Но спокойно ли жили мы? От Любови Николаевны мы ушли, а – куда? Да и не ушли, как помните, а поспешили. Мы – это Филимон, я, Серов, а за нами и Михаил Никифорович. Вырвавшись из квартиры дяди Вали будто бы из жидкости пузырьками газа, мы перешучивались на улице, но не освобожденно, а скорее нервно. Обсуждений не затевали, а разлетелись кто куда. В коротких же пересмешках (Михаил Никифорович молчал) чаще всего подскакивали и кувыркались слова «капитуляция», «пленная», «контрибуция», «раба», «берегиня», «чепуха-то какая!». Казалось, очевидной и объяснимой была потребность в смехе, причем в утробном, школьном, который, начавшись тихо в уголку, чуть ли не под партой, затем выворачивает весь класс и не может прекратиться.
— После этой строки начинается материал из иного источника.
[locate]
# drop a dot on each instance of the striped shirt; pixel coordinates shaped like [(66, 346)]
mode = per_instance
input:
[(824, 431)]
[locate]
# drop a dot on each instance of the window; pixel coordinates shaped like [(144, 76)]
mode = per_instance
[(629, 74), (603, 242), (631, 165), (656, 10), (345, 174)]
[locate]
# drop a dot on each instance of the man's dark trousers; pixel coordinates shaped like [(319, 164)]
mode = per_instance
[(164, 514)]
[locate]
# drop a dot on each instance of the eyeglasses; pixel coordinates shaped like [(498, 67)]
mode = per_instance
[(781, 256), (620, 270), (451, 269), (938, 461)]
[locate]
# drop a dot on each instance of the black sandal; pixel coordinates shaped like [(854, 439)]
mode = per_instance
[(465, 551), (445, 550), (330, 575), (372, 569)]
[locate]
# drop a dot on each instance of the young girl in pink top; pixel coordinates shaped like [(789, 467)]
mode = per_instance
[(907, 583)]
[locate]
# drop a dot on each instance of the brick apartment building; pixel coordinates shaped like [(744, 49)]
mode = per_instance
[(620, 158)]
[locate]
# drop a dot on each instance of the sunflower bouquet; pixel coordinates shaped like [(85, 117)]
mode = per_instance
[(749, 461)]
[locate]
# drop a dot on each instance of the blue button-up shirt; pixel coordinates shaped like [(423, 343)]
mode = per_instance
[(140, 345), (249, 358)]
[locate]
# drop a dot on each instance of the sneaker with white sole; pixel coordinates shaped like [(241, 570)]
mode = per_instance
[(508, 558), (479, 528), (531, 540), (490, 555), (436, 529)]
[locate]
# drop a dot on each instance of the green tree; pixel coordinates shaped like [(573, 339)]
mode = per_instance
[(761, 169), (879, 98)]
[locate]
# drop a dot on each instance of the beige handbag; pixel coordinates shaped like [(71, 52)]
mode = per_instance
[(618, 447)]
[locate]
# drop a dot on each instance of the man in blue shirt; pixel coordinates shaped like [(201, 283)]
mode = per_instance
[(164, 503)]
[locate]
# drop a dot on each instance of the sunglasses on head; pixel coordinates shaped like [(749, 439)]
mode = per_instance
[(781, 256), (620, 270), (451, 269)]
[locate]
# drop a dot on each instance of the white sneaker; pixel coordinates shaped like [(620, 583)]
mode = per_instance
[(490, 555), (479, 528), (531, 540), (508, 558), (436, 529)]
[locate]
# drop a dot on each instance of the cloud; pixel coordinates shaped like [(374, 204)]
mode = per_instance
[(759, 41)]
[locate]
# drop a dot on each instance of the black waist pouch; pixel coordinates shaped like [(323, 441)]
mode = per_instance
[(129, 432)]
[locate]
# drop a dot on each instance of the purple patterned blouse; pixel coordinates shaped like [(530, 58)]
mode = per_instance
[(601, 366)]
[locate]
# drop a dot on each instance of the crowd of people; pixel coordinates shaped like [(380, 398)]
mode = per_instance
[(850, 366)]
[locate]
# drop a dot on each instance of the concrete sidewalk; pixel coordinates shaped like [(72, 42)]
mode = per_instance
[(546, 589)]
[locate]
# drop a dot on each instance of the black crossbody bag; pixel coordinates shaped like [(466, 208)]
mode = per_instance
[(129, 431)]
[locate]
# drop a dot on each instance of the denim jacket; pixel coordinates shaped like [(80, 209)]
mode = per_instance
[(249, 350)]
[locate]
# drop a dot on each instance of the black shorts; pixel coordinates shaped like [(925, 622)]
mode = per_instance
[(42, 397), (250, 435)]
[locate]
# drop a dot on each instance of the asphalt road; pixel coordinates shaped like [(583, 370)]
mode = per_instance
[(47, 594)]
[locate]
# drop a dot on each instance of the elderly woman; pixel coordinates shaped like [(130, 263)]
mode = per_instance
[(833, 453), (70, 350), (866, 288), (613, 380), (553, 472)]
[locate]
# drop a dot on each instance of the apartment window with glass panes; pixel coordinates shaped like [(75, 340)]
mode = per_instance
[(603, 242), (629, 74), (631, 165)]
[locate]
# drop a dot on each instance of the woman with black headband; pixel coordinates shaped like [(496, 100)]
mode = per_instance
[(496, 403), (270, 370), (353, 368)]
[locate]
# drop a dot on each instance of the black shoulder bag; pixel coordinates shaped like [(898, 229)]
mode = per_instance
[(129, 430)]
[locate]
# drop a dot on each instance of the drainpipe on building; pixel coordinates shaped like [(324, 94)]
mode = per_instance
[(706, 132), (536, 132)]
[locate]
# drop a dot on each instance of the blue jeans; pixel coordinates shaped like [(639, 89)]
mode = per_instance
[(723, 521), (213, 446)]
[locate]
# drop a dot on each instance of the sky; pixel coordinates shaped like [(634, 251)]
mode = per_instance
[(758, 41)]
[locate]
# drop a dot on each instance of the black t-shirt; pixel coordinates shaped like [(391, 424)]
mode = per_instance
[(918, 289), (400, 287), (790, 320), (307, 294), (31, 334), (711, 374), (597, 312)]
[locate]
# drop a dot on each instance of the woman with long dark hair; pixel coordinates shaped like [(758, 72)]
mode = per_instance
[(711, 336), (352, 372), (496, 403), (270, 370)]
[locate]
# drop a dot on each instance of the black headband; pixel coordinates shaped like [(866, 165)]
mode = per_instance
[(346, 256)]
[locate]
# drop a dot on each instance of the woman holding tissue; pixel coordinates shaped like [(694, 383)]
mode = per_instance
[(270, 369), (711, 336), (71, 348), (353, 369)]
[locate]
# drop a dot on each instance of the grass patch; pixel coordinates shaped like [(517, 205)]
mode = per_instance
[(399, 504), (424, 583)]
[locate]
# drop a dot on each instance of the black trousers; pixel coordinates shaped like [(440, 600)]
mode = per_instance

Опять мы оказались внутри игры, описание которой в сборниках для затейников могло быть напечатано рядом с правилами горелок или «я садовником родился»… Но очищающего смеха не случилось. Да и до смеха ли было? Выходило, что прав оказался Филимон Грачев: куда бы мы ни удалялись от Любови Николаевны – она была. И нам предстояло всегда помнить о том, что она есть и что удаление от нее временное или обманное, и если выйдет крайний случай, можно будет ее и попросить… Предстояло жить в соблазне воспользоваться особенными возможностями. Мне от этого было не по себе. И можно было предположить, что и Любовь Николаевна обязана держать нас в поле знания, чтобы в случае нужды не опоздать и не оплошать в исполнении своей роли в мироздании. Но не захочет ли она тогда и без всякого крайнего случая опять принудить нас к чему-либо, на ее взгляд, благородному и целесообразному? Однако тек песок в аптекарских часах. И дня через три я уже думал о Любови Николаевне спокойнее. И даже новости пункта проката не настораживали и не вызывали мысли об энергии Любови Николаевны, они вполне объяснялись энергией Шубникова. Тем более что он обещал на нее не опираться. Зная же о стараниях городских служб быта устроить московским жителям совершенство благ, и удивляться было нечему.